Muslims all over the world fast from dawn to dusk for the entire month of Ramadan as ordained in the Qur’an. Research and studies across the world have proved the medical significance and importance of fasting. It is generally stated that Islamic fasting causes no adverse medical effects. The calorie intake of Muslims during Ramadan is at or slightly below the nutritional requirement guidelines, so there is no possibility of malnutrition.
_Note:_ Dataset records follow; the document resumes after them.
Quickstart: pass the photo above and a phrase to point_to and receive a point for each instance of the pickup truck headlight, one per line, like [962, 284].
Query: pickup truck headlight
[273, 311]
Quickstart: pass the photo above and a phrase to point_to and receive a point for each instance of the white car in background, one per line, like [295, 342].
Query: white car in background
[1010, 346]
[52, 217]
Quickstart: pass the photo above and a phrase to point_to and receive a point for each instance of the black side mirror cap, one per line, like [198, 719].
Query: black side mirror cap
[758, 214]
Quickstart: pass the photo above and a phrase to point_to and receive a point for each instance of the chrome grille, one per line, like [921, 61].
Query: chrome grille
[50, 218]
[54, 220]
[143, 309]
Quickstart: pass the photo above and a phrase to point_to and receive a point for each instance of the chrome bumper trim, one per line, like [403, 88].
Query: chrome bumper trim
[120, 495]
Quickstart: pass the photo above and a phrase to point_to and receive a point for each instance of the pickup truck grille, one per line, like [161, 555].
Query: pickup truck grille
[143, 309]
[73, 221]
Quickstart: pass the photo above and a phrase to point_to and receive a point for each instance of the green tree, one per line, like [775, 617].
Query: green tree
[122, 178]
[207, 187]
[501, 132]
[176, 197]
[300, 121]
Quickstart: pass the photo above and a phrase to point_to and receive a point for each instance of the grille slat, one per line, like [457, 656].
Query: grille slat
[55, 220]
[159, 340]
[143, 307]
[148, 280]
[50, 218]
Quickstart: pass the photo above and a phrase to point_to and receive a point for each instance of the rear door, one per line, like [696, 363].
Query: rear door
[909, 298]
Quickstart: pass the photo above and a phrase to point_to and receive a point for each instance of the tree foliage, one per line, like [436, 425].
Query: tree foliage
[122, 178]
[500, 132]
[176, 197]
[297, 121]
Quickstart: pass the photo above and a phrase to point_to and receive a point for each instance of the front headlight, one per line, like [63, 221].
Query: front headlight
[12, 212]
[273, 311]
Several studies have shown that fasting helps decrease cholesterol levels in the blood and prevents hypertension. A reduction in fat in the blood helps reduce gallstones as well. Tanweer Alam, a doctor with the Ministry of Health in Riyadh, said, “Although Muslims do not fast for medical benefits, the main aim is to purify our soul. In addition, there are tremendous medical benefits provided we fast the way our Prophet advised.”
The Prophet (peace be upon him) said: “With fasting comes health.” He suggested “one third (of the stomach) for food, a third for drink and a third for breathing.” Fasting in Ramadan does not only entail refraining from food and drink but also abstaining from bad habits and behavior. During this month, generous giving through charity and doing good unto others while exercising piety and self-discipline have positive psychological effects on individuals.
The recitation of the Qur’an, which was revealed in Ramadan, not only produces tranquility of the heart and mind, but improves the memory as well. Ramadan allows affluent Muslims to experience hunger and deprivation, thereby appreciating the value of food and learning to avoid its wastage. “It enhances the spirit of charity toward humanity,” said Essam Muhammed Dawood, an MoH doctor. Every Muslim who is past the age of puberty and is mentally and physically fit must fast.
Exceptions to the rule include the mentally unfit, minors who have not reached the age of puberty, patients on mandatory medication, women during menstruation, pregnancy, post-childbirth and lactation. In addition, travelers who are unable to fast can make up the days when back home but are encouraged to feed the less fortunate during Ramadan. On the other hand, “patients who are suffering from severe diseases, whether uncontrolled Type I diabetes or coronary artery disease, kidney stones, chronic renal failure and active peptic ulcer disease, among others, are exempt from fasting,” said Dawood.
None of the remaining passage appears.